Moraes alerta —en un libro titulado Democracia y redes sociales: el desafío de combatir el populismo digital extremista— de que el creciente poder político, y la capacidad de influir en el electorado de las grandes tecnológicas, que operan sin límites legales ni éticos, supone un riesgo importante en las campañas electorales y es un factor que erosiona los principios democráticos.
Su misión persigue salvar la democracia y sus instituciones de esta grave amenaza, que en Brasil es especialmente acuciante. Porque, atención, cada brasileño pasa una media de nueve horas al día conectado a Internet.
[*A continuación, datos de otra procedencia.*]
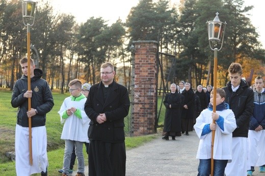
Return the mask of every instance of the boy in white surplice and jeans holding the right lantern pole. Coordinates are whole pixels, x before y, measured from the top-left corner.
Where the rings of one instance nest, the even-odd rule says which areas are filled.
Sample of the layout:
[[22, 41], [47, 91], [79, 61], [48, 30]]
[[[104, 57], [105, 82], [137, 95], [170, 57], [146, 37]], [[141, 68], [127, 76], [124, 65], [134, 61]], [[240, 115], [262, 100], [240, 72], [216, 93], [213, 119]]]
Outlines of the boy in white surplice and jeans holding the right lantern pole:
[[[232, 159], [232, 132], [236, 128], [234, 113], [229, 109], [225, 100], [225, 91], [217, 89], [216, 112], [213, 112], [214, 92], [210, 93], [210, 103], [196, 119], [194, 129], [200, 138], [197, 151], [197, 159], [200, 159], [198, 167], [199, 175], [210, 175], [211, 167], [211, 139], [215, 130], [214, 142], [214, 175], [223, 176], [226, 164]], [[213, 123], [213, 120], [216, 123]]]

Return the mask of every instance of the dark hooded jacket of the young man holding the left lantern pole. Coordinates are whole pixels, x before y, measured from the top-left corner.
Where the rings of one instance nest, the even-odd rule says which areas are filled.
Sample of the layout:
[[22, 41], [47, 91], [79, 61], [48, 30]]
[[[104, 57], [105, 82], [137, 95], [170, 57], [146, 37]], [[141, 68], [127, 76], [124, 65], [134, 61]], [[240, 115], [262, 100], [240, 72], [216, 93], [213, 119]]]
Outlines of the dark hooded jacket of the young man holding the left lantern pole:
[[[54, 106], [49, 85], [42, 79], [43, 72], [40, 69], [34, 69], [34, 77], [31, 78], [31, 107], [37, 109], [38, 113], [32, 116], [32, 127], [44, 126], [46, 123], [46, 113]], [[22, 127], [29, 127], [29, 118], [26, 115], [28, 111], [28, 98], [24, 98], [24, 93], [28, 91], [28, 77], [24, 74], [18, 79], [13, 87], [12, 107], [18, 107], [17, 124]]]

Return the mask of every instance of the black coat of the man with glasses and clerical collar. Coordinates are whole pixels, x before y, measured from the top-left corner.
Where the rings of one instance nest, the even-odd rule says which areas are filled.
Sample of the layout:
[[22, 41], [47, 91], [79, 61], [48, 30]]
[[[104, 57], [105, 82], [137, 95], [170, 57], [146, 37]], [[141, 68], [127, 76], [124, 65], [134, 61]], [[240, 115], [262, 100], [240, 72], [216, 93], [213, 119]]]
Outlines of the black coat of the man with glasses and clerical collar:
[[[128, 91], [126, 87], [114, 81], [109, 86], [109, 96], [104, 102], [102, 86], [102, 81], [92, 85], [85, 103], [85, 112], [91, 120], [88, 129], [89, 140], [122, 142], [125, 140], [124, 118], [130, 106]], [[106, 122], [96, 122], [99, 113], [105, 113]]]

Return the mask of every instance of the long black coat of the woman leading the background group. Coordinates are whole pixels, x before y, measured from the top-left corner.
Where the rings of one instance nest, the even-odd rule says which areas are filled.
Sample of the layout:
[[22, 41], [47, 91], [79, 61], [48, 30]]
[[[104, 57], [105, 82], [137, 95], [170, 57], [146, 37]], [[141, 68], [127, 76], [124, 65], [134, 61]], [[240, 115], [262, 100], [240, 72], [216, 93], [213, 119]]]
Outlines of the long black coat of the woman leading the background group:
[[[163, 131], [180, 132], [181, 131], [181, 110], [184, 97], [179, 93], [169, 93], [163, 101], [166, 106], [166, 114]], [[171, 108], [169, 107], [171, 105]]]

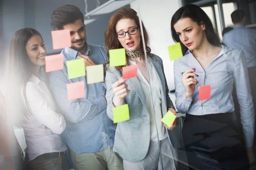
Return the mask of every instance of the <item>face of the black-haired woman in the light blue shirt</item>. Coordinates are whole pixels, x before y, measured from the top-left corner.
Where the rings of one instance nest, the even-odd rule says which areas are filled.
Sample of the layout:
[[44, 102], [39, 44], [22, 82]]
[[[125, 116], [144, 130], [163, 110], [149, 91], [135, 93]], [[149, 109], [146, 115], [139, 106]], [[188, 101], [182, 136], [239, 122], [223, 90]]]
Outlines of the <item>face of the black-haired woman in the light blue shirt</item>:
[[204, 33], [205, 25], [198, 25], [190, 18], [182, 18], [174, 24], [176, 33], [179, 35], [180, 41], [189, 50], [198, 49], [206, 38]]

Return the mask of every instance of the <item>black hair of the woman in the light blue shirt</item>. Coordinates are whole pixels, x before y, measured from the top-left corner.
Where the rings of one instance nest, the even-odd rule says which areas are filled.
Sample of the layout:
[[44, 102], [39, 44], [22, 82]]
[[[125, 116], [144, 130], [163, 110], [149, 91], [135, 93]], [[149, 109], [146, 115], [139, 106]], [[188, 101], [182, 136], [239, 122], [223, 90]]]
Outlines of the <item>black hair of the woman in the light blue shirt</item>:
[[183, 55], [188, 51], [188, 48], [180, 41], [180, 38], [178, 34], [176, 34], [174, 24], [178, 22], [178, 20], [183, 18], [190, 18], [192, 21], [196, 22], [198, 25], [201, 25], [202, 23], [205, 24], [205, 34], [207, 37], [207, 40], [210, 44], [218, 46], [223, 45], [223, 42], [219, 38], [218, 34], [216, 33], [212, 21], [209, 19], [208, 15], [204, 12], [202, 8], [199, 6], [188, 4], [181, 8], [179, 8], [175, 14], [172, 16], [171, 21], [171, 31], [172, 31], [172, 39], [175, 42], [180, 42], [181, 49]]

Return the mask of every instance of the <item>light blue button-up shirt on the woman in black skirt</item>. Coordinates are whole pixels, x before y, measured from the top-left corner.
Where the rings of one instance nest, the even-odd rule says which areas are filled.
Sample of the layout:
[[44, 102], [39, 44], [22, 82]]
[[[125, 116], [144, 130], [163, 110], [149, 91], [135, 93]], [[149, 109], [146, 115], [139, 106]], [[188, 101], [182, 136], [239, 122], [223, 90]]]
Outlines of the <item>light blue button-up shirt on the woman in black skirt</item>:
[[[232, 97], [235, 82], [237, 97], [240, 104], [241, 123], [247, 147], [253, 146], [254, 107], [250, 91], [250, 83], [244, 53], [224, 45], [218, 56], [204, 70], [191, 51], [174, 62], [176, 108], [180, 113], [191, 115], [207, 115], [229, 113], [234, 111]], [[185, 96], [182, 82], [183, 73], [195, 68], [199, 77], [198, 85], [192, 98]], [[198, 101], [198, 87], [211, 85], [211, 99]]]

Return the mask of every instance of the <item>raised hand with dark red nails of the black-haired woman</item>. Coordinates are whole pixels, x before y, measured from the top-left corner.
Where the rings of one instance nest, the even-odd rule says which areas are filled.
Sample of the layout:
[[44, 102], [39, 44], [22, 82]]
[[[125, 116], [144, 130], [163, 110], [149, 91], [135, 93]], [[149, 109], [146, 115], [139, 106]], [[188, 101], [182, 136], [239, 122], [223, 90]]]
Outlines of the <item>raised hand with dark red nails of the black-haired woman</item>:
[[194, 78], [194, 77], [198, 77], [198, 75], [195, 74], [194, 72], [195, 72], [195, 68], [192, 68], [192, 69], [187, 70], [183, 74], [182, 82], [186, 88], [185, 96], [187, 99], [192, 97], [192, 95], [195, 91], [195, 85], [198, 84], [198, 81]]

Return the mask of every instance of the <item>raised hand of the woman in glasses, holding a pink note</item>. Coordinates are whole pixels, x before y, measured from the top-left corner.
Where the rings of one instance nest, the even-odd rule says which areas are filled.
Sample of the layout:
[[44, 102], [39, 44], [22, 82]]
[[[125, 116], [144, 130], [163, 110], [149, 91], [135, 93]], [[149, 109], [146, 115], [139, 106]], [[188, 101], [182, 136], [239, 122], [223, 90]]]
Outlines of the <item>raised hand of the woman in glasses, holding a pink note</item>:
[[130, 91], [128, 90], [128, 85], [125, 84], [125, 81], [128, 79], [119, 79], [112, 85], [113, 93], [115, 96], [113, 97], [113, 104], [115, 107], [121, 106], [125, 102], [125, 96], [127, 96]]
Muchos viven en universos paralelos.
En noviembre, ocurrió algo desconocido en estas tierras, un atentado suicida. Un bolsonarista con un chaleco de explosivos se estalló a las puertas de la sede acristalada del Supremo, diseñada por el arquitecto Oscar Niemeyer. Murió allí mismo. Moraes enfatizó entonces que no era un acto aislado, sino fruto de un contexto que empezó “cuando el famoso gabinete del odio [del Gobierno Bolsonaro] empezó a difundir discursos de odio contra las instituciones, especialmente el Supremo. En ningún lugar del mundo ofender, amenazar, coaccionar, es libertad de expresión. Eso son delitos”.
Bolsonaro sabe que sin las redes difícilmente habría alcanzado el poder. En un seminario de comunicación organizado por su partido, en mayo, dos grandes tecnológicas enviaron representantes a dar talleres. “Google y Meta están en el lado correcto, con la libertad de expresión. Ese es nuestro oxígeno”, proclamó.
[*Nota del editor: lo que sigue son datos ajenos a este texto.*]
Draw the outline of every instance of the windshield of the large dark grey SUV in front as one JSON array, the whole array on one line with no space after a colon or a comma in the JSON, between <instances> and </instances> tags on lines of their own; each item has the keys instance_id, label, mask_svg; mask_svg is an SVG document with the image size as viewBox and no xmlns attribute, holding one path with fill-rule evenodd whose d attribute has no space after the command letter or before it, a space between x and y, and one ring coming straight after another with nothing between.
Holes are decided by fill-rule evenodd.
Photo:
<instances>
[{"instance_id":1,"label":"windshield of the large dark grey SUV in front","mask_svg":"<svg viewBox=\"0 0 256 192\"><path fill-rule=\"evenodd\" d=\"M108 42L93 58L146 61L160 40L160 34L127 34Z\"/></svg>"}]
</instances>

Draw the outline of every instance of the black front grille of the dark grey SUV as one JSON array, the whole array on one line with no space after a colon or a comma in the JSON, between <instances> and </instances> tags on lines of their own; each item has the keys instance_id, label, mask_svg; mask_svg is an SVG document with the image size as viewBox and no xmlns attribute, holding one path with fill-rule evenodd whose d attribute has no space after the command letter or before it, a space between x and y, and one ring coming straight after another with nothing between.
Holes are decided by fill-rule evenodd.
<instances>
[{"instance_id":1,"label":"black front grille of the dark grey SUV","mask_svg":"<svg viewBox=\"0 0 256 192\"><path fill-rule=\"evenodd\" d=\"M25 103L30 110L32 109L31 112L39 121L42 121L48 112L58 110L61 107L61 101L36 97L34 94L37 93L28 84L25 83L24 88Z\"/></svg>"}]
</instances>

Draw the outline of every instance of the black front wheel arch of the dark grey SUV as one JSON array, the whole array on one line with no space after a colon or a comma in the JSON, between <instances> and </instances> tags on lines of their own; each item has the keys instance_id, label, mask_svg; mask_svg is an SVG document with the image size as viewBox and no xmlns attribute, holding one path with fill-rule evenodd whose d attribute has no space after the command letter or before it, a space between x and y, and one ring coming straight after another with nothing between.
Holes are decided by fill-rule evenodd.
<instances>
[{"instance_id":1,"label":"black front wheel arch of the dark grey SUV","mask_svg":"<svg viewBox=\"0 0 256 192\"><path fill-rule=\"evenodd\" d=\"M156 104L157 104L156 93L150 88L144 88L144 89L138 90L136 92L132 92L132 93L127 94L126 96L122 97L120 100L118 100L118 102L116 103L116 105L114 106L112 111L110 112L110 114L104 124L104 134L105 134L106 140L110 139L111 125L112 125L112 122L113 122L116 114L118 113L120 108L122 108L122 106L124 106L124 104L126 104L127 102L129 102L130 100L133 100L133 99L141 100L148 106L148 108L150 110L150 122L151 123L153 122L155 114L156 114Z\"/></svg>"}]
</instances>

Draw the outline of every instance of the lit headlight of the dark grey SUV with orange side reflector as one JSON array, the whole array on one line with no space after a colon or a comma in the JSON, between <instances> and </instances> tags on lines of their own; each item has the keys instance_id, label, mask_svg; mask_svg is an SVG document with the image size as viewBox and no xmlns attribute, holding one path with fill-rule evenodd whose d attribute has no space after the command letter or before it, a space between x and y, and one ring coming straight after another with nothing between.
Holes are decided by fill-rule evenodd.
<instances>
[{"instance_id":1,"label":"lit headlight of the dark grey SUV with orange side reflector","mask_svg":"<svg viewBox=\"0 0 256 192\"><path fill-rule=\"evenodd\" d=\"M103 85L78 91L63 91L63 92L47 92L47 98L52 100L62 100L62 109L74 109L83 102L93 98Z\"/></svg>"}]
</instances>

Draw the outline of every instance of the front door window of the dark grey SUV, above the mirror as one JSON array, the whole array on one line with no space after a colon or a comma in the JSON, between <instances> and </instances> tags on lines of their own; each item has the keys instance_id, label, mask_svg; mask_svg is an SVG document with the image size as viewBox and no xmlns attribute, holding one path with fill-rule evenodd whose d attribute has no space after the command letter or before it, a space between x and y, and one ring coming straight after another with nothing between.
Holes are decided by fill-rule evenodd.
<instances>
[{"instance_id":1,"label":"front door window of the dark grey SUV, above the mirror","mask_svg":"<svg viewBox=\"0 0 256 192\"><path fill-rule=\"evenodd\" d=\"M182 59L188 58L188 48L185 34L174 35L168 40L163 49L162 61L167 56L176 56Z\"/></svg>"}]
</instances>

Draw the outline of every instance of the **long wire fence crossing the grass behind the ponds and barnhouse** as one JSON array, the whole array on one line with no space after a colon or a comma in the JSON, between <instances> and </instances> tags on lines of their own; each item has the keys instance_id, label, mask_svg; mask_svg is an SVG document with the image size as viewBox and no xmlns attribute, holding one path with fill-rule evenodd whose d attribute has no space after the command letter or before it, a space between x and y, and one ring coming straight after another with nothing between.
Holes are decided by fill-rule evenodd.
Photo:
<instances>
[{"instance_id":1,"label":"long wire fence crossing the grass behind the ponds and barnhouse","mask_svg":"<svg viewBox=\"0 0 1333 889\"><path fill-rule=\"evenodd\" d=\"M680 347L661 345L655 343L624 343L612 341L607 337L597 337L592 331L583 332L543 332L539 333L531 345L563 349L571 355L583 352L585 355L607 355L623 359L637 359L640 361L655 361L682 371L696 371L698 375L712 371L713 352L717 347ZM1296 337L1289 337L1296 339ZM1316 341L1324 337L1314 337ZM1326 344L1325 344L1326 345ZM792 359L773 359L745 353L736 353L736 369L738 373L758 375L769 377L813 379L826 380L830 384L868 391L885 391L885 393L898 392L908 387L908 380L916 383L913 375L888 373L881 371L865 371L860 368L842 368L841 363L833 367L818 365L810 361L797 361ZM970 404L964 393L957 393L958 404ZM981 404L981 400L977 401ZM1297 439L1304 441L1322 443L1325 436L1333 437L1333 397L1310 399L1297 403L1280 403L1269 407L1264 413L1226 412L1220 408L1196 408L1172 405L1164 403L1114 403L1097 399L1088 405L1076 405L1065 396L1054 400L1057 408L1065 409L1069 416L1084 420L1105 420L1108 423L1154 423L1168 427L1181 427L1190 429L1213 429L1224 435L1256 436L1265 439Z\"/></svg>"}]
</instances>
Memes, mentiras, medias verdades o campañas de presión… Todo lo que ocurre en redes sociales marca de manera asombrosa el foco y el ritmo de la vida pública y judicial.
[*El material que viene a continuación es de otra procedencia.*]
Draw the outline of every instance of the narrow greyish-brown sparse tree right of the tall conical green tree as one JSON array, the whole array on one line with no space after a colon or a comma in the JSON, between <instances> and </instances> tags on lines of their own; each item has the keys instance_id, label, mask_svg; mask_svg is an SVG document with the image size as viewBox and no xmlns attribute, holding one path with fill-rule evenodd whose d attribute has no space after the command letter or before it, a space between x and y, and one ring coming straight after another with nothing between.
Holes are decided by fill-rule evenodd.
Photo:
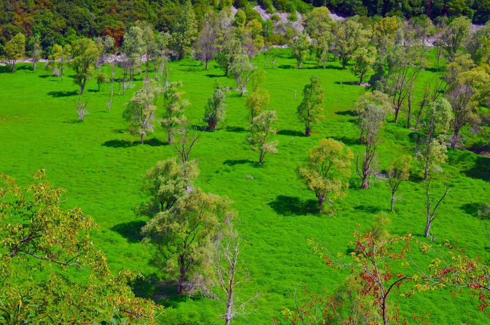
<instances>
[{"instance_id":1,"label":"narrow greyish-brown sparse tree right of the tall conical green tree","mask_svg":"<svg viewBox=\"0 0 490 325\"><path fill-rule=\"evenodd\" d=\"M206 70L209 61L214 58L216 52L216 39L218 37L218 21L214 13L206 14L203 20L203 29L197 38L197 47L201 63L206 63Z\"/></svg>"}]
</instances>

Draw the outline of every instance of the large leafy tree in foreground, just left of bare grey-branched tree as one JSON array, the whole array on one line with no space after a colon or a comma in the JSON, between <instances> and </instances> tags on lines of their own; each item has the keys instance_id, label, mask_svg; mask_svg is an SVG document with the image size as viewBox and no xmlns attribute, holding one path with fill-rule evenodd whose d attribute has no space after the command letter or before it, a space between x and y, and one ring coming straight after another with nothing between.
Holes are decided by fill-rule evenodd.
<instances>
[{"instance_id":1,"label":"large leafy tree in foreground, just left of bare grey-branched tree","mask_svg":"<svg viewBox=\"0 0 490 325\"><path fill-rule=\"evenodd\" d=\"M193 279L209 265L211 239L218 223L230 213L230 205L227 197L194 189L141 229L143 243L156 248L156 261L177 277L178 294L191 291Z\"/></svg>"}]
</instances>

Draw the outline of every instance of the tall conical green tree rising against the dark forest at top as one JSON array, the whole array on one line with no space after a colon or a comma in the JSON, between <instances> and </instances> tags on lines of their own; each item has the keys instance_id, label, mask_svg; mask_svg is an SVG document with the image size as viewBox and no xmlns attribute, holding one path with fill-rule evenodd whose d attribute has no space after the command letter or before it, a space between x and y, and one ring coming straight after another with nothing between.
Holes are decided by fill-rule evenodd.
<instances>
[{"instance_id":1,"label":"tall conical green tree rising against the dark forest at top","mask_svg":"<svg viewBox=\"0 0 490 325\"><path fill-rule=\"evenodd\" d=\"M186 0L177 14L172 27L172 49L181 59L192 48L191 45L196 40L197 23L194 8L191 1Z\"/></svg>"}]
</instances>

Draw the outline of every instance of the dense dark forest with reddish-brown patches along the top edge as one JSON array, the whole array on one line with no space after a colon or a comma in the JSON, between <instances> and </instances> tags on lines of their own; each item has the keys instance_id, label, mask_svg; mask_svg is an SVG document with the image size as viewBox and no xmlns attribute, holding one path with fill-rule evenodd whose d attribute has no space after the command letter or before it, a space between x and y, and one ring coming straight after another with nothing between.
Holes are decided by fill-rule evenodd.
<instances>
[{"instance_id":1,"label":"dense dark forest with reddish-brown patches along the top edge","mask_svg":"<svg viewBox=\"0 0 490 325\"><path fill-rule=\"evenodd\" d=\"M79 37L111 36L116 46L136 21L146 21L156 30L172 31L183 1L173 0L1 0L0 44L21 32L36 36L41 47L50 52L53 44L69 44ZM434 21L465 15L474 23L484 24L490 17L490 0L259 0L272 13L298 11L308 13L313 7L327 6L345 15L398 16L411 18L428 15ZM234 5L247 16L260 16L246 0L193 0L198 26L205 13ZM46 55L45 55L46 56Z\"/></svg>"}]
</instances>

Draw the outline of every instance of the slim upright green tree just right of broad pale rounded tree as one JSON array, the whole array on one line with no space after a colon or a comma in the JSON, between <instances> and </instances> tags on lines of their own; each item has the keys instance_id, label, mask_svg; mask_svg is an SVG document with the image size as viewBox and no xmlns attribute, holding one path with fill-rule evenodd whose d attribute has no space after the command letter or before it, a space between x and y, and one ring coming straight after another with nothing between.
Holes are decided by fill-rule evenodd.
<instances>
[{"instance_id":1,"label":"slim upright green tree just right of broad pale rounded tree","mask_svg":"<svg viewBox=\"0 0 490 325\"><path fill-rule=\"evenodd\" d=\"M174 127L180 123L185 107L189 106L188 100L181 99L185 94L179 90L181 87L182 81L173 81L163 90L165 114L160 120L160 125L167 131L168 144L172 144Z\"/></svg>"}]
</instances>

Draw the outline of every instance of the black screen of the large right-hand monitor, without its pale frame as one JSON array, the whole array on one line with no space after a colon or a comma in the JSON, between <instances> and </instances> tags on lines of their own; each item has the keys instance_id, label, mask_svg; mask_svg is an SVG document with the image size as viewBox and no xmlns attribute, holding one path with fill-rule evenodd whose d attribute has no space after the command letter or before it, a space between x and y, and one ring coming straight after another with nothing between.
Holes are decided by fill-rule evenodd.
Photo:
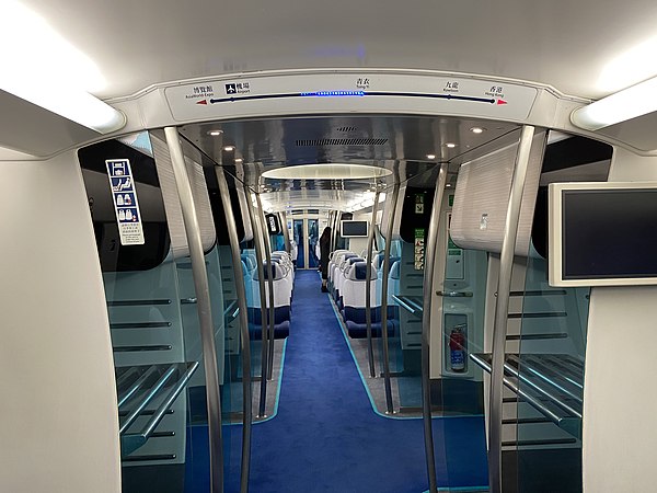
<instances>
[{"instance_id":1,"label":"black screen of the large right-hand monitor, without its pale frame","mask_svg":"<svg viewBox=\"0 0 657 493\"><path fill-rule=\"evenodd\" d=\"M657 188L563 190L563 279L657 278Z\"/></svg>"}]
</instances>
El juez brasileño saltó a la fama internacional en 2024 de la mano de Musk, cuando este respondió con vociferantes tuits a la orden del magistrado de cerrar algunas cuentas bolsonaristas acusadas de difundir desinformación. Estaba en la mira del bolsonarismo desde que en 2019 empezó a investigar la industria de la desinformación y las milicias digitales. El pulso entre Moraes y Musk duró todo un mes en el que X estuvo clausurado en Brasil y las cuentas de Starlink, congeladas. Al final, el multimillonario cedió. Acató las órdenes y pagó una multa de cinco millones de dólares. Otro gol de Moraes.
A menudo el juez actúa en el filo de la navaja, como cuando congeló los bienes y cerró los perfiles digitales de un puñado de grandes empresarios por los comentarios de tenor golpista de alguno de ellos en un grupo de WhatsApp. Los grandes diarios han editorializado en alguna ocasión contra Moraes por extralimitarse en sus decisiones.
A medida que avanzaba el interrogatorio en el Supremo, el expresidente Bolsonaro, que está inhabilitado para concurrir a las elecciones, se fue sintiendo cómodo. Lo suficiente para permitirse una broma. Sentado en el banquillo, el hombre que siendo jefe del Estado en un discurso furibundo por el día de la Independencia de 2021 llamó “canalla” a Moraes y amenazó con incumplir sus decisiones, esbozó una sonrisa y dijo:
—Señoría, ¿me permite una broma?
—Si fuera usted, consultaría con sus abogados.
—Lo invito a ser mi vice en 2026.
—Declino.
Mientras en Brasilia prosigue el juicio, Bolsonaro ha convocado a sus fieles este domingo a un acto en São Paulo bajo el lema Justicia, ya. Su futuro está en manos de Moraes y otros cuatro jueces del Tribunal Supremo. Nadie en Brasil se aventura a pronosticar dónde estarán el uno y el otro dentro de una década.